# Exercising At Home



## Kush (Nov 29, 2008)

Can I get bigger by just exercising at home? All I have is a 20 lb dumbell :no


----------



## Beryl (Jan 9, 2007)

It will be hard, but you can do alot of body weight exercises, shoulder presses, curls, squats. You are just going to have to do lots of reps. Go to failure, and work your *** off but you can get just as big as you culd with a gym membership.


----------



## Kush (Nov 29, 2008)

i think ill start goin 2 the gym, id be built if i spent all the time i do laying around in the gym


----------



## styler5 (Oct 7, 2006)

Push-up: chest, shoulder, triceps
Sit-up: abdominals
Curl: biceps
That roughly covers the upper body except the back. As for the legs...RUN!


----------



## yakubu (Nov 4, 2008)

Kush said:


> Can I get bigger by just exercising at home? All I have is a 20 lb dumbell :no


absolutely you can get bigger by just working out at home, thers no need to go to a gym, but u would need more than just 20lb dumbells. getting bigger involves increaseing the weight you lift frequently.

if you can bicep curl 20lb for 12 reps then after a couple of sessions you will find that curling 20lb for 12 reps no longer causes discomfort for you , it will be too easy. and without increasing the weights from 20 to 21 or 22 lb you wont get bigger. if you curl 20lb week in week out for months you still wont grow cos you need to increase the weight you lift.

you'd need dumbells that range from different wieghts, adjustable dumbells are great.

as for working out at home free are far better than machines in gyms. i workout at home. i have a barbell, a bench and loads of adjustable dumbells, its all you need


----------



## 12345 (Feb 14, 2006)

Buy a chest expander, if you can find one. They're cheap, portable and you can do heaps of exercises with them.
My local supermarket is selling them this week for $10. I already have one but i think i might buy another. Hopefully, its get more resistance than the one ive got.


----------



## 2Talkative (Nov 1, 2007)

Kush said:


> im not worried about the legs i always were pants


I wear a shirt all year so why bother training obliques or abs. ( * cough * a nice layer of fat over my abs as well)

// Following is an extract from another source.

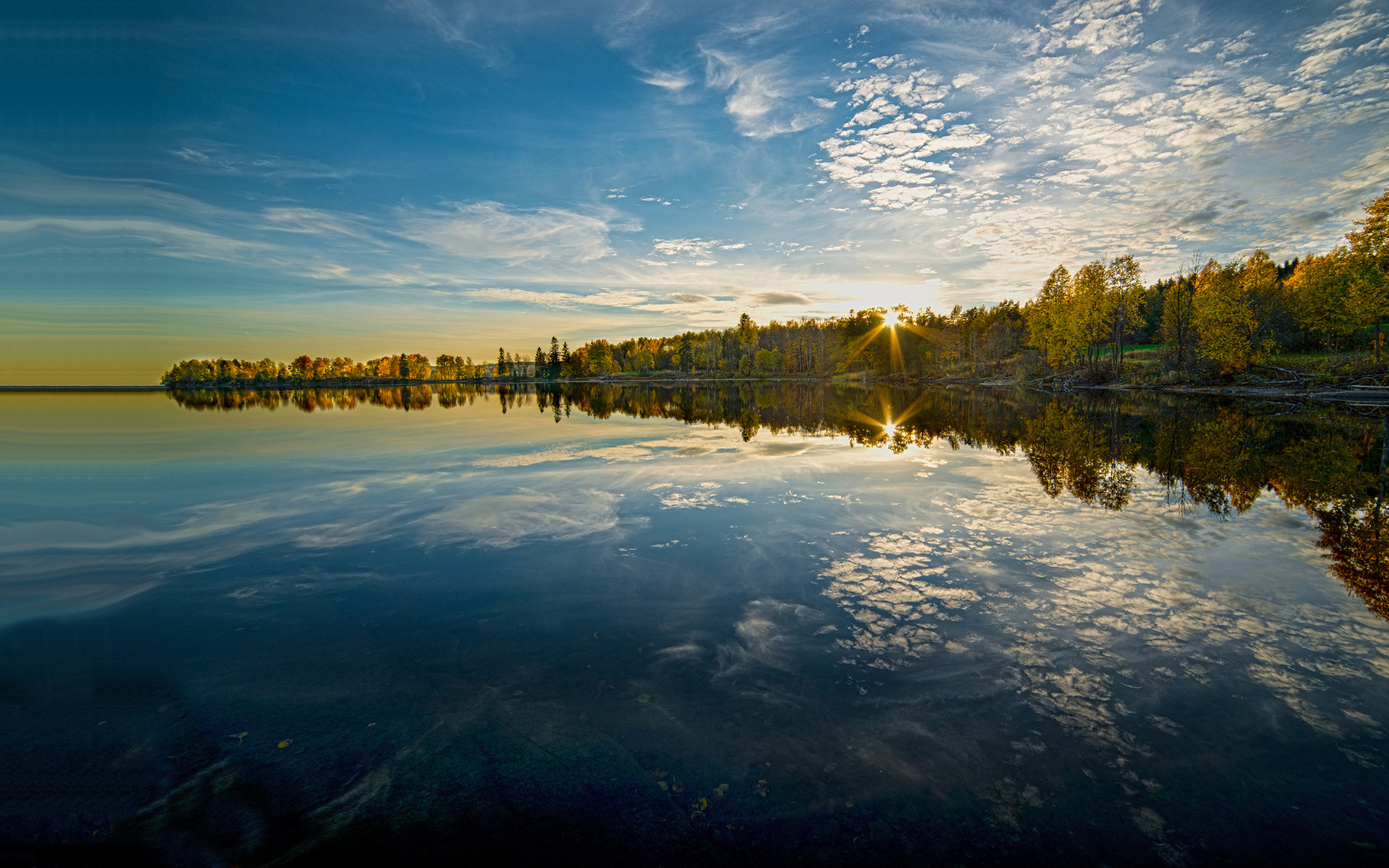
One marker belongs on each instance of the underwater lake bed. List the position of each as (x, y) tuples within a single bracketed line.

The moral of the post is just train legs you will feel good after doing squats..... maybe 3-4 days later. :0


----------



## 2Talkative (Nov 1, 2007)

Freesix88 said:


> you can get a great physique by doing bodyweight exercise alone. I'm not talking about a bodybuilding body ala arnold but ripped like many boxers are. something like this: http://www.boxeopro.com/images/royjones1.jpg
> all you need is a pull up bar and do plenty push-ups, situps and pullups.
> if you want big muscles go join a gym.


You get this by lowering your body fat levels. 80% diet 10 % lifting 10 % cardio


----------



## J.T. (Jan 9, 2009)

You can get ripped with just dumbbells. You will need more weight, though. If you get more weight and a dumbbell bench, you can get in very good shape. Before an injury, I use to workout with just dumbbells and it greatly improved my physique.

*Here are a few useful websites*
http://www.intense-workout.com/dumbbell_exercises.html
http://www.dumbbell-exercise.com/dumbbell-exercises.htm
http://www.exrx.net/Lists/Directory.html


----------



## dyssomnia (Jan 17, 2009)

Kush said:


> im not worried about the legs i always were pants


yo i just had to chime in, this is how a lot of people feel about legs, but legs are really important (though i sometimes skip them too). your legs contain the largest muscles in your body. when you work out your legs, a lot of testosterone is released into your body and just by working your legs, other muscles groups get a boost of growth and strength. as your legs grow, the rest of your body will follow

an easy way to work out your legs with dumbbells would be to just hold them at your sides and do some squats, one leg squats, or lunges.

i like your username man, i use that supplement also haha :cig


----------



## JeffCollins (Jan 22, 2009)

Ya sure I think. If you work hard in right direction then really you can bigger to exercise at home alone.


----------



## Brightpaperwarewolf (Oct 16, 2008)

Kush said:


> im not worried about the legs i always were pants


I never understood this logic. If anything, you should be working your legs more than your upper body. If your legs can't support all the muscle on upper body, working out is pretty counterproductive IMO. What's the point of being strong if you can't really move? Do you just want to be another inflexible dude with chicken legs?

You don't need weight if your goal is to get big. It isn't what you doing on the gym, it's what you are doing after the gym that determines whether you get big.


----------